Связистка Полина Прилуцкая объявила очередной номер:

— Валя Селезнева прочитает стихотворение Васи Гашеткина «Птички-невелички», посвященное летчикам нашей дивизии.

На сцену вышла стройная девушка. Ровным, приятным голосом она начала:

Фрицы стонут, по привычке
Устремляя в небо взгляд:
- Что за птички-невелички
К нам на голову летят?
Уважая чувство риска,
Не задев сосну едва,
Пролетают низко-низко
Наши славные По-2.
Это мы явились снова.
Ведь у нас простоев нет!
Получайте от Хмелева,
И от летчика Шмелева.
И от летчика Орлова
Самый «пламенный» привет!
Холку вам они намылят
И уйдут за тучи прочь.
Это их десятый вылет
За сегодняшнюю ночь.
- Гутен нахт!
Прощенья просим!
До свидания! Пока!
«Невеличка» бомбы сбросил
И ушел за облака.

Гром аплодисментов наполнил хату. После Вали на сцене вновь появилась маленькая смуглая Полина.
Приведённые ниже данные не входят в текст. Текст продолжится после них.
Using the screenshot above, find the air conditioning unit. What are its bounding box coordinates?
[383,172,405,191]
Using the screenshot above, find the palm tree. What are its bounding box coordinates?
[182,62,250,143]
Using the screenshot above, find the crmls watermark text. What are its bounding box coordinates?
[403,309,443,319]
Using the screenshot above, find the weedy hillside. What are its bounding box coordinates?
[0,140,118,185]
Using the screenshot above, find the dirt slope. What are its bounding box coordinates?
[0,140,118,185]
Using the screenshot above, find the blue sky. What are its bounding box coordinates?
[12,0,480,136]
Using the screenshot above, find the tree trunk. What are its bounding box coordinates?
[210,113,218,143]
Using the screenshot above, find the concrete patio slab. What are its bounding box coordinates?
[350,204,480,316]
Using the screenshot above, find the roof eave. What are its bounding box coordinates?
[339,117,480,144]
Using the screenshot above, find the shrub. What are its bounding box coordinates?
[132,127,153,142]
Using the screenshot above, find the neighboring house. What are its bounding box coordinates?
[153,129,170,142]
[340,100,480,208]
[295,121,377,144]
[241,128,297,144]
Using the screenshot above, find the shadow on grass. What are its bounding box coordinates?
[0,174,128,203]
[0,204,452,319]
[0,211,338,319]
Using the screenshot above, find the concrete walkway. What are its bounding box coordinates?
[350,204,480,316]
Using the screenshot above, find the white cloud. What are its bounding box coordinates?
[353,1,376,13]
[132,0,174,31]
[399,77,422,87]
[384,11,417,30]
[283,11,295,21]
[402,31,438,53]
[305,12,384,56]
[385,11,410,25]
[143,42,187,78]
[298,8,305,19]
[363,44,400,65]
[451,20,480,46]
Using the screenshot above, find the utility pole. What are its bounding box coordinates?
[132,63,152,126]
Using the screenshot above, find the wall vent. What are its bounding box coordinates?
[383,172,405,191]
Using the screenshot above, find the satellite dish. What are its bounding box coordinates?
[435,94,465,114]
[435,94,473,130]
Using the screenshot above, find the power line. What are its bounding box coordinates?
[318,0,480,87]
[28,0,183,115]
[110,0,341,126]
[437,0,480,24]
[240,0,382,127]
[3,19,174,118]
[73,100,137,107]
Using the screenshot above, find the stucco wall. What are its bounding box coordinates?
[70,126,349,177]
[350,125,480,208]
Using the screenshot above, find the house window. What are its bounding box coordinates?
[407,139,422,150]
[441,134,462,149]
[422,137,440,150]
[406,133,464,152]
— Нина Смирнова исполнит сатирическую песню «Битый фриц» на старинный мотив «Бывали дни веселые», — объявила она.

За кулисами послышался жалобный глуховатый голос: «Бывали дни, гуляли мы...»

Медленно передвигая костыли, на сцену вышел самый «настоящий битый» фриц в мятом, дырявом мундире и разорванной пилотке Лицо его было перевязано грязной тряпкой. Вместо правой ноги толстая сучковатая палка. Словом, и внешний вид фашиста говорил о его обреченности.

А Нина (это была она!) продолжала петь: «...Теперь гуляйте вы».

Неожиданно тишину зала нарушил грозный собачий лай. Пират бросился на сцену, подбежал к Нине и со злостью стал рвать на ней брюки. Растерявшаяся артистка пробовала отбиться костылем. Из зала кричали: «Пират, нельзя! Пират, свои!» Но Пират не слушался. Нина, бросив костыли, убежала со сцены. Пират — за ней. Весь зал разразился хохотом.

Кто-то кричал:

— Молодец, Пират! Дай жару фрицу! Успокоившись, Пират медленно вышел на сцену и сел с гордо поднятой головой. В электрическом свете тускло поблескивали его глаза. Зрители продолжали смеяться.

...Это был новогодний концерт. Новый, 1944 год мы встречали под Великими Луками на 2-м Прибалтийском фронте. Нашу дивизию перебросили сюда еще в ноябре 1943 года. Находились мы в Ново-Марьино.

Вскоре в полку была создана специальная эскадрилья. Она состояла из двух звеньев: ночных корректировщиков и звуковиков. Командиром эскадрильи назначили капитана Зинченко, его заместителем — меня.

Что такое корректировщики, мы знали хорошо, а вот о звуковиках не имели никакого представления. Решили разобраться. К нашему удивлению, оказалось, что самолет По-2 к своим прежним «профессиям» — легкого бомбардировщика, разведчика, корректировщика, связиста, санитара и, если хотите, «извозчика» — прибавил еще одну — пропагандиста-агитатора.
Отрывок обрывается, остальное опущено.